Radiation damages DNA directly, and the resulting mutations can seed benign growths years or even decades later. Data from long-term follow-up of childhood cancer survivors illustrates this clearly. Among nearly 6,000 survivors tracked for a median of over 22 years, those who received radiation therapy had the highest rates of subsequent benign tumors. By age 30, roughly 17% of those treated with radiation alone had developed a benign tumor, compared to 4 to 6% for those treated with other methods or for their unaffected siblings. By age 45, about one in four female survivors and one in six male survivors had developed a benign growth. Adenomas were among the most common types found in this population.

The long lag between exposure and tumor development reflects how radiation works at the cellular level. It doesn’t create a tumor immediately. Instead, it damages DNA in ways that may not cause problems until a cell divides years later and the flawed repair finally produces a growth-promoting mutation.

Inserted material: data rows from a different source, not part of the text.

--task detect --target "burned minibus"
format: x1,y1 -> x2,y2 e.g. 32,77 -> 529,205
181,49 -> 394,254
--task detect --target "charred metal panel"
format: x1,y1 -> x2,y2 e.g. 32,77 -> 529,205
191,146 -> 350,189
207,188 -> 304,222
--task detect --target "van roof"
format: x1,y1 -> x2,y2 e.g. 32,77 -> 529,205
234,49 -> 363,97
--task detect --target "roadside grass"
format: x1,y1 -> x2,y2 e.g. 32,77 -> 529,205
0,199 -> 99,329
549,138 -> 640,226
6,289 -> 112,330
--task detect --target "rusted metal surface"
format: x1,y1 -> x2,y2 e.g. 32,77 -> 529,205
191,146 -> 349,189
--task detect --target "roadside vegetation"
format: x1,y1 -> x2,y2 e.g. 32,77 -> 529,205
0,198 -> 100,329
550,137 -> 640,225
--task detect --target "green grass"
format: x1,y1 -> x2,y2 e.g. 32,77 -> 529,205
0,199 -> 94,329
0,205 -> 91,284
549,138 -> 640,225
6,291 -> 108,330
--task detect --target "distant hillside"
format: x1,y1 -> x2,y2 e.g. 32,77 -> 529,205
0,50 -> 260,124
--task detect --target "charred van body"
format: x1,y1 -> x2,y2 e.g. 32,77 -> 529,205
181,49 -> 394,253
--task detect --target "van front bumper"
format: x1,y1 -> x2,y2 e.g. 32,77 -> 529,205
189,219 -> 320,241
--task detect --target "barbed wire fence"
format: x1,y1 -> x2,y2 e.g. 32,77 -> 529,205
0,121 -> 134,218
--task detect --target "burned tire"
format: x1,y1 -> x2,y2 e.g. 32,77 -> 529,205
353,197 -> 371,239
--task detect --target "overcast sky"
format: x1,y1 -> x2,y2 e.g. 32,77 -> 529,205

Why Most Benign Tumors Stay Benign

Cancer typically requires a stack of multiple mutations, each disabling a different layer of the cell’s defense system. A benign tumor usually has one or a few of these mutations, enough to cause excess growth but not enough to give cells the ability to invade tissue, recruit their own blood supply, or metastasize. The body’s remaining safeguards, particularly oncogene-induced senescence, where a single strong growth signal actually triggers cells to permanently stop dividing, act as a firewall. For a benign growth to become malignant, additional mutations must knock out these backup systems one by one. In most benign tumors, that never happens.